Kalanthe and Olsa have a complicated history.  Kalanthe is an apprentice knight, and Olsa is thief.  Together, they were part of a group that spent a year traveling the realm on a Quest to save the kingdom from a great evil.  The Quest was successful and the party returned home heroes, but that also meant a return to obligations and social strata.  With Kalanthe entertaining a marriage proposal to cover her training debts and Olsa returning to her life of crime, the easy romance these two women found on the road is shattered - and it may take another threat to the realm to mend it.

One thing I did really enjoy was how Johnston balanced using familiar medieval fantasy world tropes while leaving most of the sexist coloring behind.  Both men and women can become knights without any kind of commentary (and the Quest group itself is partially comprised of 4 female knights and their female apprentice).  Even same-sex relationships don't seem particularly frowned upon in this world, except when it comes to that pesky matter of producing an heir.  Kalanthe needs to find a marriage match to pay off her training debts (essentially student loans); the new husband would pay her a "bride price," but it's expected she will produce an heir to take over the estates, which of course will put a woman in a physical job out of commission for several months.  Women in this society have more autonomy than this genre usually sees, but still have some very natural complications in their lives.  These kind of gender relations are a fresh wrinkle in a genre that can run dangerously stale.

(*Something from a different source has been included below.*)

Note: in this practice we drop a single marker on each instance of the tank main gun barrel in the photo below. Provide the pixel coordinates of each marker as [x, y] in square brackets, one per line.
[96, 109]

The rest of the story, however, wasn't my cup of tea.  This is less an adventure tale (although there are spurts of action) then a contemplation on two women of very different backgrounds trying to navigate their lives and figure out if they can ever make a relationship work in the "real world."  I would have been perfectly fine with that if it had felt like the story was going anywhere.  Although some of the initial setup caught my attention (Olsa, for instance, is thief who is constantly thwarted when she tries to ply her trade because she is recognized everywhere she goes as a Hero), the momentum quickly sputtered out.

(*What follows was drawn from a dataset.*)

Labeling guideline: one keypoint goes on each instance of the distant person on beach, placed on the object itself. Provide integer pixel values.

That in part has to do with the structure, which flashed back and forth between "present day" Olsa and Kalanthe and "before," when they were traveling on their quest. The "before" parts showed the development of their relationship, but didn't feel like it was adding anything truly necessary to the tale. In the "after" sections, the two main characters go about their separate lives until a disaster occurs in the last third of the book.  Kalanthe is busy meeting a future husband, and Olsa is recruited by a mage to deal with leftover business from the Quest - time that is mostly spent on the road discussing Olsa's future. In both cases, the problems Kalanthe and Olsa are having are solved by other people making incredibly generous offers, resulting in little character growth.  By the time the two women were reunited, I didn't particularly care where the relationship was going.  There simply weren't enough stakes in this books, personal or otherwise.

All-in-all, this may prove a swoon-worthy read for some, but didn't click with me.  I really appreciated the society that the author created and some of the initial setup, but there wasn't enough drive here to make me truly want to see the story through.  What few complications were thrown in the path of the romance are swept aside with very handy deus ex machinas, without either of the characters really having to really dig in to overcome the obstacles.   Unfortunately, this is a rare read I just can't recommend.